Fox shares the enthusiasm of the “Vulcan” wing of the US Republicans for military reaction to perceived threats, reflected in the title of another meeting he is addressing on “Resurgent threats: Terror, Russia and Iran?” The meeting is sponsored by yet another arms firm, EADS, who hope to sell loads of kit to a future Tory government.

The Greens…
Cameron is fighting to make green a new Tory, colour, but it’s a very pale shade indeed. The Tory Green Initiative’s first meeting at the conference is paid for by the British Cement Association and has cement lobbyist Mike Gilbert on the platform. The link makes the TGI look more like an industry-friendly lobby group than an environmental campaign. Hardly surprising, as the Initiative is run by Nick Wood-Dow, the boss of lobbying firm Chelgate, which assists clients from the construction industry who have problems with “disproportionate response from the community, or from pressure or environmental groups.”

The Poor…
Shadow Treasury minister Mark Hoban is demonstrating the new Conservative interest in poverty with a meeting on the credit crunch, sponsored by Cattles plc, one of the Britain’s leading sub-prime lenders. Cattles makes millions through its “Shopacheck” loans to the low-paid that have APRS as high as 400 per cent.

The Lobbyists…
Last year Tory MP Peter Luff was outraged that the Canary Wharf Group gave £120,000 to Labour while promoting Crossrail, the line that will improve access to Canary Wharf. Boris Johnson also backs Crossrail, and Luff will presumably be horrified that the Canary Wharf Group is paying the London Assembly Conservatives. The group is funding a political “speed dating” lunch, where delegates can meet “the most influential people in London politics, from London Assembly members to deputy mayors.”

Elsewhere, shadow Treasury bod Mark Hoban is advertised as the top speaker at the “invitation-only financial services reception” of lobby firm Lansons, which makes a living from trying to influence politicians on behalf of big-money clients such as HBOS bank. It’s easy to see why Lansons has invited a shadow minister to their party, but harder to see why Hoban would accept.

The list of curious sponsors goes on: shadow health minister Stephen O’Brien is speaking on problem drinking – sponsored by brew SAB Miller. And Frances Maude, a key member of Team Cameron, is speaking on “Preparing for Power” – that to money from management consultants PriceWaterhouseCoopers.

…and the Labour ex-ministers
Of course, the Tories aren’t the only one who know on which side their bread is buttered – three former Labour ministers will address the conference, getting in practice at sucking up to Cameron’s crew. Former trade minister Brian Wilson was once a left-wing MP and enthusiastic supporter of Castro’s Cuba; now he is chairman of the pro-airports lobby group FlyingMatters. Steven Twigg, the man once famous for defeating Portillo, and former Culture secretary Chris Smith complete the trio.
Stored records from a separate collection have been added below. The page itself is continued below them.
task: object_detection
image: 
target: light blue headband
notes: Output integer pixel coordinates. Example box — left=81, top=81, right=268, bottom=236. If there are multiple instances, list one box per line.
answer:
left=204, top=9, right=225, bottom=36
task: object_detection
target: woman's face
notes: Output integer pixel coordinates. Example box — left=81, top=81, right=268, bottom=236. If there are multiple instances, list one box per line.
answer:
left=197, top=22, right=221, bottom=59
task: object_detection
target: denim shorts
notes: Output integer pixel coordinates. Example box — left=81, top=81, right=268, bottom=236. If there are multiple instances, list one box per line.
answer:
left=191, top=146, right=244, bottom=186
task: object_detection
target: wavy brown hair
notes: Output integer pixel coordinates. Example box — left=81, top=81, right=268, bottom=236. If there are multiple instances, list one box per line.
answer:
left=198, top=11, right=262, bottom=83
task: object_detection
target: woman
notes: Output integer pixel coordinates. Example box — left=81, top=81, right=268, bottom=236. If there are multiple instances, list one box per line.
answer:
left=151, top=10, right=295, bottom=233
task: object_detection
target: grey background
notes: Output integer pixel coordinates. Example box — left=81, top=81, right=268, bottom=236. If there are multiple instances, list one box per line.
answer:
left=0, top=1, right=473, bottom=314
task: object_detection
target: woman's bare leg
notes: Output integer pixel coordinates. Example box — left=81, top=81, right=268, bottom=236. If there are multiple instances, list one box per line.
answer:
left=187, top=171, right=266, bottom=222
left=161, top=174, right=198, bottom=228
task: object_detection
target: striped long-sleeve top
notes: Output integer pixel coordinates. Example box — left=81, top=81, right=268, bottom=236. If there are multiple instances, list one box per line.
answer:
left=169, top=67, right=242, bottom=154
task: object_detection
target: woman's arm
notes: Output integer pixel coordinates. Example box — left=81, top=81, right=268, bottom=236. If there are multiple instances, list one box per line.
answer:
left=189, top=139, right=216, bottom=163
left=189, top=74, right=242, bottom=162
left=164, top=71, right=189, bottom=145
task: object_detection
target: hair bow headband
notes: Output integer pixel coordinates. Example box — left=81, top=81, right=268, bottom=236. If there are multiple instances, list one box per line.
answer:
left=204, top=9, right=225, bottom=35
Those were the companies seeking to profit from the Tories gaining power that year. And looking at this, and the way Cameron very swiftly dropped his Green initiative when it appeared to have worked, it’s clear that this always was a sham. His Green Initiative was simply an astroturf organisation to get the Tories and their backers in the very un-Green cement industry back into No. 10. And since then, the Tories have dropped it completely. Cameron took down that windmill from his house, and has put his full support behind fracking, another industry which comprehensively wrecks the environment.

David Cameron is still firmly behind the arms industry. He was up at the BAE systems base the other week in Wharton, boasting about how he’d sold millions of their products to the war criminals and mass murderers in Saudi Arabia. He wasn’t bothered, calling their armaments ‘brilliant things’.

And the hypocrisy and deceit behind their lobbying bill, which shuts out charities and other organisations from influencing government, while leaving the real lobbyists to pursue their sordid trade, should be no surprise given their appearance sponsoring so much of the Tory conference.

And then there’s the matter of the 95 Tory and Lib Dem ministers with links to health care companies, who are hoping to get rich from the privatisation of the NHS.